La saison 2002 a marqué la mémoire collective des fans de Formule 1 dans le mauvais sens du terme : Ferrari et Michael Schumacher dominèrent comme rarement le championnat, les courses devinrent de plus en plus monotones et la Scuderia ne se privait pas de jouer avec la morale sportive comme lors du final du Grand Prix d'Autriche. Après cela, les observateurs ne voulaient qu'une chose : passer rapidement à la saison 2003.
Pour relancer une discipline qui avait besoin d'un bon électrochoc, la Fédération Internationale de l'Automobile décida de prendre plusieurs mesures drastiques. Elle envisagea même sérieusement de recourir aux handicaps de poids et aux échanges de pilotes entre équipes !
Si ces extravagances furent vite oubliées, la FIA finit par modifier le format des qualifications : on passa de la séance d'une heure avec douze tours à deux séances avec un seul tour rapide.

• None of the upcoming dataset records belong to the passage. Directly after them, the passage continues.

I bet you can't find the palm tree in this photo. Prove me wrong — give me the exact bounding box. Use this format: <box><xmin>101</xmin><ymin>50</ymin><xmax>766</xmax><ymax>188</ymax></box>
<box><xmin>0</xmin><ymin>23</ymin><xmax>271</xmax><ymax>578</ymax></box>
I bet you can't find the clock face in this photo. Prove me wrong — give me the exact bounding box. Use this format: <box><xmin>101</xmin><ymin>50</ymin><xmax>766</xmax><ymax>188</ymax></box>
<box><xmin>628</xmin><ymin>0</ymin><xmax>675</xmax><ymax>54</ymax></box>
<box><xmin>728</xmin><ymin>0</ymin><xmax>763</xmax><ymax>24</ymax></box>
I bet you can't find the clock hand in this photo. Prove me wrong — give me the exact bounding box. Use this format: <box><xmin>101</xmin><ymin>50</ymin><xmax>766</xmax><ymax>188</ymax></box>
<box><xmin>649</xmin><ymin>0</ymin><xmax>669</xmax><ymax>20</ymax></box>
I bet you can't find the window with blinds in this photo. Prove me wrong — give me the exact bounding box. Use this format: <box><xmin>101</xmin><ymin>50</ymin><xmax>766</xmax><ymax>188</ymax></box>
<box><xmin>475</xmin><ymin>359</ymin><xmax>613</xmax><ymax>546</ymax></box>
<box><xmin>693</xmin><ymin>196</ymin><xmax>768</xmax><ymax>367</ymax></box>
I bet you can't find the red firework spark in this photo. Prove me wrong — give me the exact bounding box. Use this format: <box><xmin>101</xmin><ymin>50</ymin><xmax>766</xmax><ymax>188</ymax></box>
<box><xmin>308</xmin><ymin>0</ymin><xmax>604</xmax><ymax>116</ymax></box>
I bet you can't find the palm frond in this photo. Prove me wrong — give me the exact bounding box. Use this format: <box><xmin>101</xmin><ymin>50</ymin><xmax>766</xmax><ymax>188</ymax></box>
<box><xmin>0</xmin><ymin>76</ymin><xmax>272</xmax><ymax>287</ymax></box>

Pour éviter que les pilotes ne se marchent sur les pieds, l'ordre de passage était décidé selon le classement du championnat du monde pour le vendredi et selon le classement inversé de cette première séance le samedi.
Le barème de points allait concerner les huit premiers pour la première fois de l'Histoire de ce sport, les consignes d'équipes furent bannies (en théorie) de même que la voiture de réserve (sauf cas d'urgence) et une séance d'essais semi-privée prit place les vendredi matins. Enfin, les autorités commencèrent à penser à allonger la durée de vie des composants principaux tels que le moteur et la boîte de vitesses afin de réduire les coûts. Cette tendance débuta dès 2004.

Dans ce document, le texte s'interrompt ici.